GROUND FAULT CIRCUIT INTERRUPTER (GFCI)
aka GFI, and commonly called an RCD (Residual Current Device) in the UK.
This is designed to protect YOU. Basically, it measures the current going out the one wire with the current coming back on the other wire. If they are different, it assumes that the current found a new path, quite possibly through a human being. Again, most safety standards are built around 5 mA. If the GFCI detects in imbalance of more than 5 mA, it trips. A GFCI protects you from both a low level current that could screw up your heartbeat and kill you, and also protects you from a higher level current that could cook you to death.
ARC FAULT CIRCUIT INTERRUPTER (AFCI)
These were created in response to the fact that a frayed extension cord can easily burn your house down without tripping a regular circuit breaker.

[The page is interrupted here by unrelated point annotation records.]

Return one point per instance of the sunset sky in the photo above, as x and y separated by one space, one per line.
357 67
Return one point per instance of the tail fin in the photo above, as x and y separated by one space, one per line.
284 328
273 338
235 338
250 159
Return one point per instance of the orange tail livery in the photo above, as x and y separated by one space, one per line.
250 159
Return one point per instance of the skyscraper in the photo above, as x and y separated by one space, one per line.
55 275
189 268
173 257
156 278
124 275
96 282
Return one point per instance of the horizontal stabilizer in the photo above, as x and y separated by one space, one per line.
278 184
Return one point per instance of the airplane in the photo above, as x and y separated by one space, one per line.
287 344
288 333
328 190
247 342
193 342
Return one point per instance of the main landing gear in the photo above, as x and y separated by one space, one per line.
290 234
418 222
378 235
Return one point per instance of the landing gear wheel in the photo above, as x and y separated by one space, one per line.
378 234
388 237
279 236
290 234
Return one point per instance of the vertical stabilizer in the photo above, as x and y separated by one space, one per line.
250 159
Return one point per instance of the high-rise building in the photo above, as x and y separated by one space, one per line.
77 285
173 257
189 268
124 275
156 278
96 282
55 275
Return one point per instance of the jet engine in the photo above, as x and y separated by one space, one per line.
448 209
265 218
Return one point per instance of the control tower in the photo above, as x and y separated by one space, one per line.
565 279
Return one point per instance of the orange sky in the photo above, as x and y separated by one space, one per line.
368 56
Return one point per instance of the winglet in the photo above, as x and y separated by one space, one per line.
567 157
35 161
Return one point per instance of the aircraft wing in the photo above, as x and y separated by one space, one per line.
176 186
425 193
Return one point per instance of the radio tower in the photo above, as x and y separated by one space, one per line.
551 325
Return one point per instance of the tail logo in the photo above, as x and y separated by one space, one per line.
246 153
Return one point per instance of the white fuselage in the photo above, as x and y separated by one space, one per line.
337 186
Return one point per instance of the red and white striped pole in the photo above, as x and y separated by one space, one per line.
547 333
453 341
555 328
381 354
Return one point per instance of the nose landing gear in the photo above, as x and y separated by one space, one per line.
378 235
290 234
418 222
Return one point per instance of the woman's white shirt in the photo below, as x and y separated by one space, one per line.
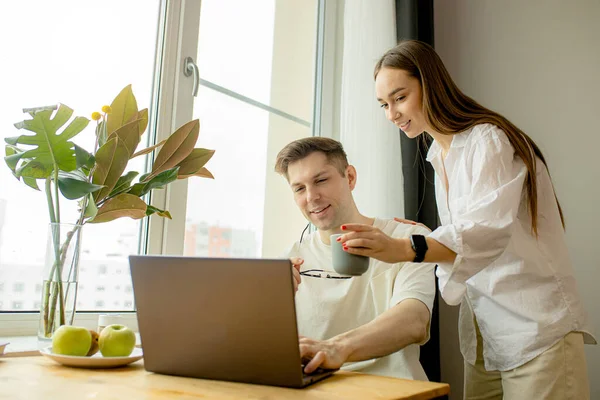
520 288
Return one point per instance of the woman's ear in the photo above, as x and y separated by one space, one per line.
351 175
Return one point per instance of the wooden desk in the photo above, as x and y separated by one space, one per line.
40 378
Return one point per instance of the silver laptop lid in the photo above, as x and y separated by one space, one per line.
215 318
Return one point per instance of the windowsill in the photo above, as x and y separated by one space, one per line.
26 346
20 346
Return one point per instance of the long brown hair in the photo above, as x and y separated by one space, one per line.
449 111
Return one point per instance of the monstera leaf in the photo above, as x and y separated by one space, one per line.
51 151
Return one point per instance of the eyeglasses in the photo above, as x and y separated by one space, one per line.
319 273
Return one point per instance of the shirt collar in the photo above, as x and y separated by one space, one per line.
458 140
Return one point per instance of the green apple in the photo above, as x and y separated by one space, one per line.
71 340
116 341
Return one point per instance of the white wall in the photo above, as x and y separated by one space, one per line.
538 63
295 28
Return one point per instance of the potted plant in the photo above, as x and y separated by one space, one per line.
48 158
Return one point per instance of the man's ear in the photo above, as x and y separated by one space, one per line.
351 175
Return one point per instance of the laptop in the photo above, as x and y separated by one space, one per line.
219 318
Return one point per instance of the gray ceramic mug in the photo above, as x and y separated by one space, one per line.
345 263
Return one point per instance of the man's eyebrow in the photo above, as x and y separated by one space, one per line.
393 92
313 178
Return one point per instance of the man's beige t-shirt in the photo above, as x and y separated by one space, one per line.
328 307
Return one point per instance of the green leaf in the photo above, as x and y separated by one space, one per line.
123 108
73 186
50 148
129 135
161 213
123 183
13 156
83 158
202 173
31 182
33 169
90 209
159 181
194 162
178 146
149 149
143 117
111 161
124 205
101 133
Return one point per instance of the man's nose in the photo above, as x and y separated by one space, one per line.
312 194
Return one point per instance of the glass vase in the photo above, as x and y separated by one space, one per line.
59 278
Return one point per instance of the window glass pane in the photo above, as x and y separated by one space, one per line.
243 44
265 51
226 216
79 53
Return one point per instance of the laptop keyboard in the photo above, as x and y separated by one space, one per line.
315 372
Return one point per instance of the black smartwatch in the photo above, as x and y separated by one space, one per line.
419 245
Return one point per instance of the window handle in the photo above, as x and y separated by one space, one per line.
189 68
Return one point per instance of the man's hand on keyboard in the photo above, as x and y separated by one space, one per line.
324 354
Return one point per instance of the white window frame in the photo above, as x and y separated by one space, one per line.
173 102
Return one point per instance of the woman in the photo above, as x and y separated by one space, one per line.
501 248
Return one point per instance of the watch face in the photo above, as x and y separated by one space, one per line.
419 245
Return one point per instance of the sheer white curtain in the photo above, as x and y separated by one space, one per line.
371 141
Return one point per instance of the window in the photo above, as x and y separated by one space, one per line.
258 64
257 92
84 72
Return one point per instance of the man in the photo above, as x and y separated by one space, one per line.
375 321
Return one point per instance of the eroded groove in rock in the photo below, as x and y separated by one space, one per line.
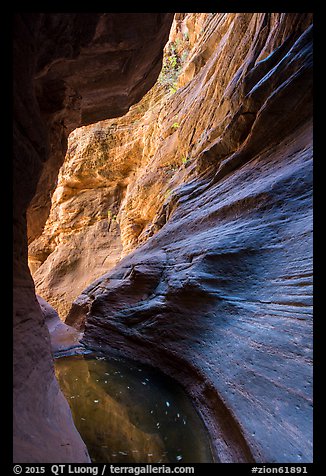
203 191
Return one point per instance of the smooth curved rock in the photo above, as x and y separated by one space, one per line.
69 70
220 294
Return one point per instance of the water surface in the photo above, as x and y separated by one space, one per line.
129 413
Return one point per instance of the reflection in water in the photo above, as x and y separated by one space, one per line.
128 413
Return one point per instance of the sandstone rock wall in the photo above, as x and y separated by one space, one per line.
69 70
215 229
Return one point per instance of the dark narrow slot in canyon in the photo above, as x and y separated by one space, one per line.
163 237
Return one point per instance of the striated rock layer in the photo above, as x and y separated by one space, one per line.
214 225
69 70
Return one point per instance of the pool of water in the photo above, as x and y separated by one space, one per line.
129 413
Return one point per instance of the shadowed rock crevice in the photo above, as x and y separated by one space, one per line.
69 70
186 224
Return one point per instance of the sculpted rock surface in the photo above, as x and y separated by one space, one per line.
215 228
69 70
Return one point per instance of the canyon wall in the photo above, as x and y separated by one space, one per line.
203 194
69 70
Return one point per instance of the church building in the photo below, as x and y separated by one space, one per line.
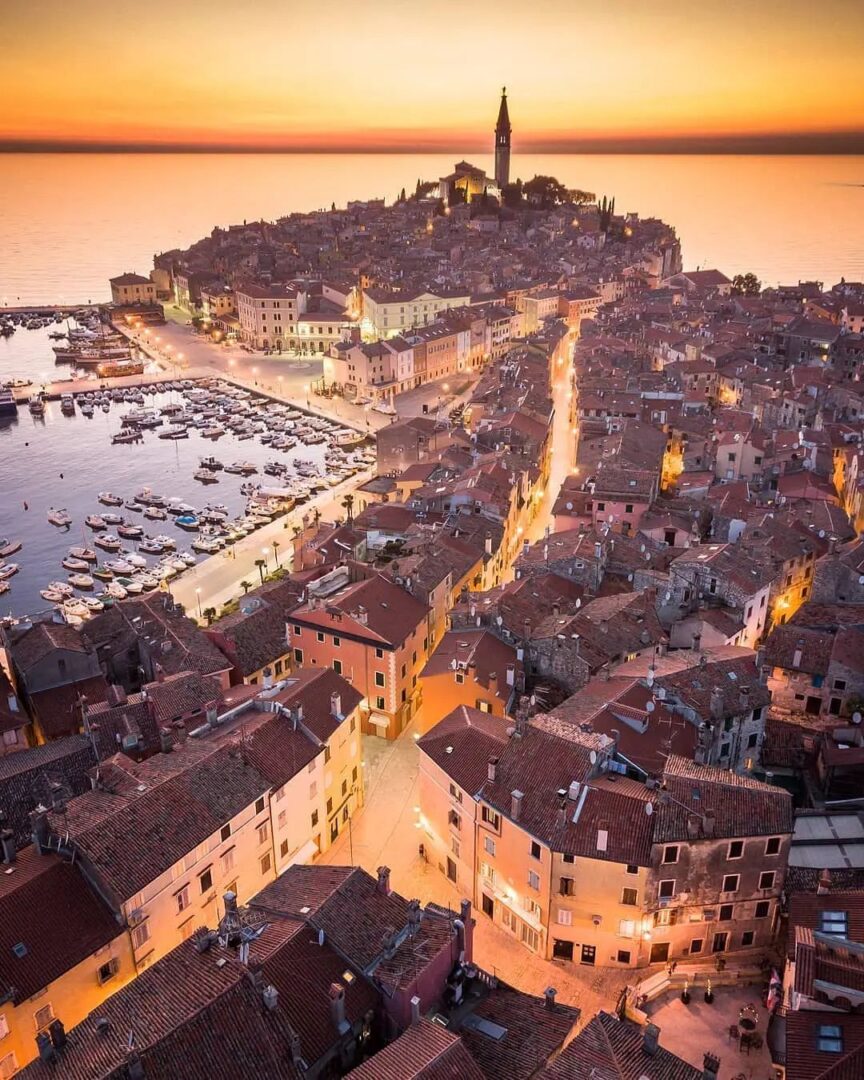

The device trips if it detects arcing, like the type of arcing that you get from a frayed cord or a loose wire.
GFCIs are known to be susceptible to nuisance trips, especially when something with a motor or a high current load is plugged into one (i.e. a treadmill). Some brands are more prone to false tripping than others.
AFCIs can also suffer from nuisance trips, especially when an old power tool pretty well mimics an arc fault due to the brushes in the motors arcing as they slide along the contacts on the commutator. Here is a picture for those who don’t know what motor brushes are;
While nuisance trips can be annoying, GFCIs and AFCIs are definitely NOT solutions in search of a problem. Since GFCIs started being required in new construction in the 1970s, the rate of electrocution deaths in homes has dropped significantly (something like 1/10th what it used to be, IIRC).
I am generally all for folks doing things themselves, but electricity is one of those things that can easily kill you if you do it wrong. Make sure you know what you are doing before tackling any electrical job.